The US “ruling establishment” also needs to ensure that “spoilers” such as Mike Pompeo, by trying to play the decades’ old geopolitical games, do not risk the peace process in the region. Moreover, the US establishment now needs to play its role towards resolution of the Kashmir dispute to ensure lasting peace in the region. Only a peaceful resolution of the Kashmir dispute holds the key towards durable peace in the subcontinent. Moreover, such a peaceful resolution may also eventually help in convincing both India and Pakistan to sign both the NPT (Non-Proliferation Treaty) and CTBT (Comprehensive Nuclear-Test-Ban Treaty).
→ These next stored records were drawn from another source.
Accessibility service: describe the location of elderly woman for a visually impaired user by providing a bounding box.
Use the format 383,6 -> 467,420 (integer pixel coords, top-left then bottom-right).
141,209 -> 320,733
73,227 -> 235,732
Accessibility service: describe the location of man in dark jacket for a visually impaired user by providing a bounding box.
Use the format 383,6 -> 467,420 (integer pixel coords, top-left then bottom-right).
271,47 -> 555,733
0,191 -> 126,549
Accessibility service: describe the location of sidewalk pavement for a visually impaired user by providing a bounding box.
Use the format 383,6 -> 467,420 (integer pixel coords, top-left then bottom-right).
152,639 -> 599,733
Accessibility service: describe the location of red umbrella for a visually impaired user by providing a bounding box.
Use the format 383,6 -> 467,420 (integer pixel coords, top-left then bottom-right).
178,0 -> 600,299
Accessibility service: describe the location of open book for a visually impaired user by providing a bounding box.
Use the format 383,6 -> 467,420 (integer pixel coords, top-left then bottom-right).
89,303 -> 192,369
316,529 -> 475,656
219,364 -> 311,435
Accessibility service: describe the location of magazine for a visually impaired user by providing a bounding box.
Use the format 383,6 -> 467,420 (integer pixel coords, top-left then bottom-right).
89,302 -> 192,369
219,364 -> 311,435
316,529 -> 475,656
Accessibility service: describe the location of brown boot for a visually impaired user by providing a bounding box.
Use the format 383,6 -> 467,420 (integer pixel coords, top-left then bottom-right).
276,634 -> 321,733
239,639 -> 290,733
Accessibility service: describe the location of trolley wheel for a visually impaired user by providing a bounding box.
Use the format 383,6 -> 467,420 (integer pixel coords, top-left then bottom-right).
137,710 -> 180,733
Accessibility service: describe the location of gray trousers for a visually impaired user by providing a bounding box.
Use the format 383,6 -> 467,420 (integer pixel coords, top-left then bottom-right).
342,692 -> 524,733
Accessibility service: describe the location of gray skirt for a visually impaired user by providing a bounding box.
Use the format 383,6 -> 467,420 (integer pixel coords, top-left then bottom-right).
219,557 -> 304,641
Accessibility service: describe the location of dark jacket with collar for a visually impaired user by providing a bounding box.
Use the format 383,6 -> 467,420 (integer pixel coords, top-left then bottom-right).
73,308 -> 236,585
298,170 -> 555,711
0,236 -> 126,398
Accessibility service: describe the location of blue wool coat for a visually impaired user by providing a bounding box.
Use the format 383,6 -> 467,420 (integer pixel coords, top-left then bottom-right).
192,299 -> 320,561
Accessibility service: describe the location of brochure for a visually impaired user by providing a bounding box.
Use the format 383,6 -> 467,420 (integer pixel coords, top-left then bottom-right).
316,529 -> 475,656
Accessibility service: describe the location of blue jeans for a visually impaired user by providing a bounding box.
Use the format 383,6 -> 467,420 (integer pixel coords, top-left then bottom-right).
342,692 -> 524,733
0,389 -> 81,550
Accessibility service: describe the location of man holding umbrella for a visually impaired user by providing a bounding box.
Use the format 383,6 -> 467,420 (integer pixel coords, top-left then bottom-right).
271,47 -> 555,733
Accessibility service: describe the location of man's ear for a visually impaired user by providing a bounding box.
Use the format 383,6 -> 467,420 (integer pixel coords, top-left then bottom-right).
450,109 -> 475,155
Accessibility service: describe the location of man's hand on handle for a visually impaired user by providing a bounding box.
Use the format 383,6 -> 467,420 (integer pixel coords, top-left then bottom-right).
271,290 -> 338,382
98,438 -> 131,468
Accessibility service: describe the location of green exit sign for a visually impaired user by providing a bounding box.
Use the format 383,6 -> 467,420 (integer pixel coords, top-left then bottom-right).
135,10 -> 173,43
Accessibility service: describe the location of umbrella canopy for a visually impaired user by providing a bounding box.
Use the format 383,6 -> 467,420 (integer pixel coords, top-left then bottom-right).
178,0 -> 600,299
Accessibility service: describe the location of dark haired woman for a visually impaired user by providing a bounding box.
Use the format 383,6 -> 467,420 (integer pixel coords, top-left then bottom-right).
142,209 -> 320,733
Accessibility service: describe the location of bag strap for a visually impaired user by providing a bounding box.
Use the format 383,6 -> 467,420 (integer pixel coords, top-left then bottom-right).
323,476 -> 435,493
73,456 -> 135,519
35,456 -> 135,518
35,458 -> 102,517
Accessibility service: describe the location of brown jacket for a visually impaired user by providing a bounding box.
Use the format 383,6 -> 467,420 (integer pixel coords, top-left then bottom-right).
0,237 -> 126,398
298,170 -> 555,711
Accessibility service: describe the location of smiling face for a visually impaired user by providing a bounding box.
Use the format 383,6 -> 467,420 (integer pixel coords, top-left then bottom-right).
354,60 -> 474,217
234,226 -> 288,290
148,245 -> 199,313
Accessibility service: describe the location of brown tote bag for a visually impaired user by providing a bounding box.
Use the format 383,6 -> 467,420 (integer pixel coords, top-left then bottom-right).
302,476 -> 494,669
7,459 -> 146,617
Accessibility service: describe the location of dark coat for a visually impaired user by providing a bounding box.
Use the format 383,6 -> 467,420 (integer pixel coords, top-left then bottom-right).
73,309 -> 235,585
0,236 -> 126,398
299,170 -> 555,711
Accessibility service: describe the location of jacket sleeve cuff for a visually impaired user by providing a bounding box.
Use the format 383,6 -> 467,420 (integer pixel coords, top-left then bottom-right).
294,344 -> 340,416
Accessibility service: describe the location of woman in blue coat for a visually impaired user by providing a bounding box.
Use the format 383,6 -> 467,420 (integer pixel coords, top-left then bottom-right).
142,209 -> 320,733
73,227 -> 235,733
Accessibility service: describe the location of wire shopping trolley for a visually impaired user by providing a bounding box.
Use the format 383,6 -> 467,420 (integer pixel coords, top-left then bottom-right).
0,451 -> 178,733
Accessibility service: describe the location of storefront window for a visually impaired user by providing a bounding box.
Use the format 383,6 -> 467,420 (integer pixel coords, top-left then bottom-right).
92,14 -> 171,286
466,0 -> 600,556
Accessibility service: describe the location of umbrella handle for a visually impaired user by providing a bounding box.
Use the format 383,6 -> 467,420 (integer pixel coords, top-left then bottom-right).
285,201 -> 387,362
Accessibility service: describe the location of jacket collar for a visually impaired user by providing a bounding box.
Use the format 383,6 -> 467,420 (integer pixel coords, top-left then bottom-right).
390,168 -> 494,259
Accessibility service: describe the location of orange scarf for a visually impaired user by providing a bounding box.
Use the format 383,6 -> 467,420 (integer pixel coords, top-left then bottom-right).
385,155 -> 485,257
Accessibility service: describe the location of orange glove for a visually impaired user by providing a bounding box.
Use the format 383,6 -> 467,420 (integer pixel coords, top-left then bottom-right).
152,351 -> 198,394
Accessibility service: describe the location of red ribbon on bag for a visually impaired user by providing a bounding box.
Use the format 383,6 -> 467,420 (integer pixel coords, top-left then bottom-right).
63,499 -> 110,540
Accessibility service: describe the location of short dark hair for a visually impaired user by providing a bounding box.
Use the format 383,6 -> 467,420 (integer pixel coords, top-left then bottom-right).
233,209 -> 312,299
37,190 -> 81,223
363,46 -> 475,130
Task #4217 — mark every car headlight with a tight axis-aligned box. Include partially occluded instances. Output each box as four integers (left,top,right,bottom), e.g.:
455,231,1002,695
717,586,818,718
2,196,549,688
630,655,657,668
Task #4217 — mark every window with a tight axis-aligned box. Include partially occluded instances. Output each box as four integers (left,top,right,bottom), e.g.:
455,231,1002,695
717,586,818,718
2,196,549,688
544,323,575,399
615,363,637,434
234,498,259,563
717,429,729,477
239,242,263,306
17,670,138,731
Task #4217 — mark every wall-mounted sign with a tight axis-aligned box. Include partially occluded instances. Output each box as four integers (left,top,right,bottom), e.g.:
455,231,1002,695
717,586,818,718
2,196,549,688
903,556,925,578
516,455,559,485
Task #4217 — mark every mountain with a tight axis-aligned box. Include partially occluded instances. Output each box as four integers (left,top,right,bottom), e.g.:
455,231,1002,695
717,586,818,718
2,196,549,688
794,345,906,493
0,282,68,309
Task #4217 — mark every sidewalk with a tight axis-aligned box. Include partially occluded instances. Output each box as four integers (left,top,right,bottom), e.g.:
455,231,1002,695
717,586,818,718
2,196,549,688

It seems that Secretary Pompeo, by playing on India’s side, is making a similar mistake that the Bush Administration made in 2001 while Invading Afghanistan. The US administration, back then, believed that it might be “easier to buy and hard to fight” the Afghans. However, USA failed in doing both; it could neither buy nor fight the Afghans. On the other hand, Pakistan was repeatedly asking for a negotiated settlement of the Afghan conflict. Unfortunately, the US arrived at this conclusion only after wasting 17 years, spending trillions of dollars and sacrificing around three thousand soldiers.
This should provide both Secretary Pompeo and India with a good case study to consider addressing the real “concerns” and human rights violations in Indian-occupied Kashmir. Externalising problems on Pakistan has neither helped the US in Afghanistan nor will it help India in Kashmir.
The author, Major Gen. Ijaz Hussain Awan, is a retired military officer and a security and defence analyst.